Moz Q&A is closed.
After more than 13 years, and tens of thousands of questions, Moz Q&A closed on 12th December 2024. Whilst we’re not completely removing the content - many posts will still be possible to view - we have locked both new posts and new replies. More details here.
Robots.txt & meta noindex--site still shows up on Google Search
-
I have set up my robots.txt like this:
User-agent: *
Disallow: /and I have this meta tag in my on a Wordpress site, set up with SEO Yoast
name="robots" content="noindex,follow"/>
I did "Fetch as Google" on my Google Search Console
My website is still showing up in the search results and it says this:
"A description for this result is not available because of this site's robots.txt"
This site has not shown up for years and now it is ranking above my site that I want to rank for this keyword. How do I get Google to ignore this site? This seems really weird and I'm confused how a site with little content, that has not been updated for years can rank higher than a site that is constantly updated and improved.
-
CleverPhd,
Really since to see a detailed yet to the point answer.

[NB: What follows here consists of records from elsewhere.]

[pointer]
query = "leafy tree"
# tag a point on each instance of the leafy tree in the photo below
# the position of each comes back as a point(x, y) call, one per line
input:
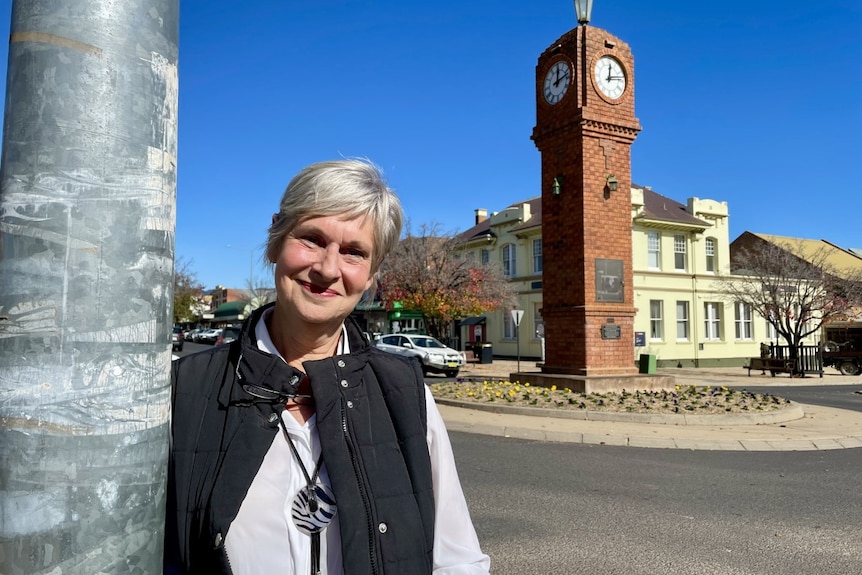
point(422, 274)
point(188, 292)
point(797, 290)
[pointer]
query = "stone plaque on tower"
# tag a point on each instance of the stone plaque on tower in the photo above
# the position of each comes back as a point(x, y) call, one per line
point(585, 125)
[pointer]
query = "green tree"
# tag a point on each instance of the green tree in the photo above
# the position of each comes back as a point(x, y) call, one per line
point(188, 292)
point(422, 274)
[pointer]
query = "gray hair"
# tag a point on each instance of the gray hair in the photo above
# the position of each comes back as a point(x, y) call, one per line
point(351, 188)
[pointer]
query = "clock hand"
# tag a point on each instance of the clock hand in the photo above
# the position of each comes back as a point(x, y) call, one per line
point(564, 76)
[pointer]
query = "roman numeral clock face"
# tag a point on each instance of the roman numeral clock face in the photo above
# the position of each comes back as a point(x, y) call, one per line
point(557, 81)
point(610, 78)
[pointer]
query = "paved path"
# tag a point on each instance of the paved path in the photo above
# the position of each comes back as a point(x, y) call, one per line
point(818, 428)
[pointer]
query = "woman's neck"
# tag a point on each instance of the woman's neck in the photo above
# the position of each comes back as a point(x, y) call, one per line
point(300, 343)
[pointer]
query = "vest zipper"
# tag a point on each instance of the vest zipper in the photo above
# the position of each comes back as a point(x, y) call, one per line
point(372, 545)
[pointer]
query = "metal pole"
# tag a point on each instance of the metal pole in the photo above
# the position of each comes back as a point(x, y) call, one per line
point(87, 216)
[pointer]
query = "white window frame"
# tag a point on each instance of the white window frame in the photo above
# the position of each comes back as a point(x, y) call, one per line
point(537, 319)
point(656, 320)
point(743, 326)
point(712, 321)
point(508, 325)
point(653, 250)
point(537, 256)
point(680, 259)
point(682, 320)
point(709, 250)
point(510, 263)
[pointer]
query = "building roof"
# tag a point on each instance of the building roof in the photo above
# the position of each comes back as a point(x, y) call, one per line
point(839, 258)
point(659, 208)
point(484, 229)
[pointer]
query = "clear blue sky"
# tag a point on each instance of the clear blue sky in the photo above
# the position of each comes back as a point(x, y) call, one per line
point(755, 103)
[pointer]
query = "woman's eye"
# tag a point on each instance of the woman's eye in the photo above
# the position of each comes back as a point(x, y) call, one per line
point(313, 240)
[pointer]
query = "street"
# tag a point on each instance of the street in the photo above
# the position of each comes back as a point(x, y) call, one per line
point(552, 508)
point(603, 510)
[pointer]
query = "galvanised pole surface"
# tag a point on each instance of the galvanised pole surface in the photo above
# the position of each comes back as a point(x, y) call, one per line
point(87, 216)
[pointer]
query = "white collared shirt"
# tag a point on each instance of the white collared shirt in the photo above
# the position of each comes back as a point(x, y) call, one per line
point(263, 539)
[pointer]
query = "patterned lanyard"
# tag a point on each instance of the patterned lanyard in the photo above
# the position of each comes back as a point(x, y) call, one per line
point(313, 505)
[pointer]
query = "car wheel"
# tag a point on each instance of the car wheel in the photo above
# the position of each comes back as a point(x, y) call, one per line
point(848, 368)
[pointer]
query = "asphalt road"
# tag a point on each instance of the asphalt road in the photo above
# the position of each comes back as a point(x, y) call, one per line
point(549, 508)
point(602, 510)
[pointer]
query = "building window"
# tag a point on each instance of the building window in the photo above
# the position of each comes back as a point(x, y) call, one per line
point(537, 256)
point(537, 321)
point(710, 254)
point(679, 252)
point(655, 319)
point(509, 260)
point(712, 320)
point(743, 321)
point(682, 320)
point(508, 325)
point(653, 250)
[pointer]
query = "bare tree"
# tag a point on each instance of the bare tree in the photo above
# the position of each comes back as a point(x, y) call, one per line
point(257, 295)
point(797, 290)
point(423, 274)
point(188, 292)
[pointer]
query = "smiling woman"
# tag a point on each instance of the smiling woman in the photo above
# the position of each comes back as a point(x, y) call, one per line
point(283, 438)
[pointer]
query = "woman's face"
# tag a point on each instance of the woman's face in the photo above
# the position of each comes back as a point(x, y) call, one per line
point(323, 268)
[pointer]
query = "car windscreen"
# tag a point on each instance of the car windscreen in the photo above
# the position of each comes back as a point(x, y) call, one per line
point(427, 342)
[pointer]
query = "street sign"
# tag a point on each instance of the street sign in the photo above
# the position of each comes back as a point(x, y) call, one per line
point(517, 314)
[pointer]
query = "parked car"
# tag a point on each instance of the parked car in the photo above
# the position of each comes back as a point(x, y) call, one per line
point(177, 339)
point(209, 335)
point(434, 356)
point(228, 334)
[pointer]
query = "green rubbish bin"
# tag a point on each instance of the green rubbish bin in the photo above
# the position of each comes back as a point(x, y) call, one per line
point(485, 352)
point(647, 363)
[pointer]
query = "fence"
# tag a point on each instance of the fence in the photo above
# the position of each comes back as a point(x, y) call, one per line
point(808, 360)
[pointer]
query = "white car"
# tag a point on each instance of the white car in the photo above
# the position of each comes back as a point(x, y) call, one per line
point(433, 355)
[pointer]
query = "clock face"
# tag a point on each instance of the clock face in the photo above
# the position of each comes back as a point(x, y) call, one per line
point(557, 81)
point(610, 77)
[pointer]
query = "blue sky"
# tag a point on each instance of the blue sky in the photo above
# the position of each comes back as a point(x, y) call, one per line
point(755, 103)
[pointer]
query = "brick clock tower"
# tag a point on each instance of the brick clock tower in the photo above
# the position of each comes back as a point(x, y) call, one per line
point(585, 126)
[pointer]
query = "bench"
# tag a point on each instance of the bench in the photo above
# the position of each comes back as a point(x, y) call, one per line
point(772, 364)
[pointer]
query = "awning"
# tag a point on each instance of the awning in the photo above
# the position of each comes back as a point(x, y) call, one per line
point(230, 311)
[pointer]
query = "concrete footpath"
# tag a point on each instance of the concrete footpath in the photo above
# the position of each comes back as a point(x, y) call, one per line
point(815, 428)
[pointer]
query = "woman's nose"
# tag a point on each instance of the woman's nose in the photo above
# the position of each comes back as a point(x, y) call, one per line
point(327, 264)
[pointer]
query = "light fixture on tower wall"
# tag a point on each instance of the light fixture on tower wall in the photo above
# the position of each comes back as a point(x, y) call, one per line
point(612, 182)
point(557, 185)
point(583, 8)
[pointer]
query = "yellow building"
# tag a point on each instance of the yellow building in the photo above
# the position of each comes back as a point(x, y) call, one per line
point(678, 251)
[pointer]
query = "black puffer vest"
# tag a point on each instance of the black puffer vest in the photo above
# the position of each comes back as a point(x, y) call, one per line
point(372, 423)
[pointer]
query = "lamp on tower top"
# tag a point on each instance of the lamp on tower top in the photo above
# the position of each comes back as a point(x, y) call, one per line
point(583, 9)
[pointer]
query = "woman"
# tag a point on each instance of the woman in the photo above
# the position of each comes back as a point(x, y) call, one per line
point(299, 448)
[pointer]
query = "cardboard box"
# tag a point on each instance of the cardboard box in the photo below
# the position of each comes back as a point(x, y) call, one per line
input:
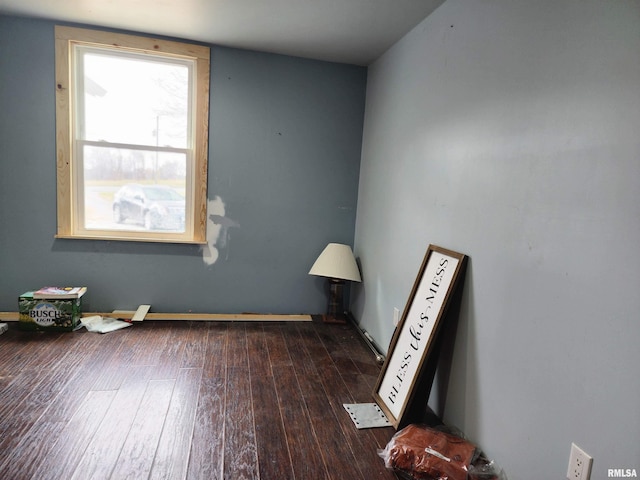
point(56, 315)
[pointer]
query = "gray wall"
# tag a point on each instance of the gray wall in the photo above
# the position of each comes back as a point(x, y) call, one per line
point(509, 131)
point(285, 139)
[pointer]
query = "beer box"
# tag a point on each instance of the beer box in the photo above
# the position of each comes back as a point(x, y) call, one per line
point(55, 315)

Thanks for contributing, and being in the Moz community.
Regards,
Vijay
-
Thanks for that clarification CleverPhD, forgot to mention that.
-
This one has my vote. You have to allow them access in order to see that you don't want the pages indexed. If you block them from seeing this rule...well they won't be able to see it.
-
Just to be clear on what Logan said. You have to allow Google to crawl your site by opening up your robots.txt to Google so it can see your noindex directive that is on each of the pages. Otherwise Google will never "see" the noindex directive on your pages.
Likewise, on sitemap.xml. If you are not allowing Google to crawl the sitemap (because you are blocking it with robots.txt) then Google will not read the sitemap, find all your pages that have the noindex directive on them and then remove those pages from the index.
A great article is here
https://support.google.com/webmasters/answer/93710?hl=en&ref_topic=4598466
From the mouth of Google "Important! For the noindex meta tag to be effective, the page must not be blocked by a robots.txt file. If the page is blocked by a robots.txt file, the crawler will never see the noindex tag, and the page can still appear in search results, for example if other pages link to it."
The other point that logan makes is that Google might list your site if there are enough sites linking to it. The steps above should take care of this, as you are deindexing the page, but here is what I am thinking he is referencing
https://www.youtube.com/watch?v=KBdEwpRQRD0
Google will include a site that is blocked in robots.txt if enough pages link to it, even if they have not crawled the url.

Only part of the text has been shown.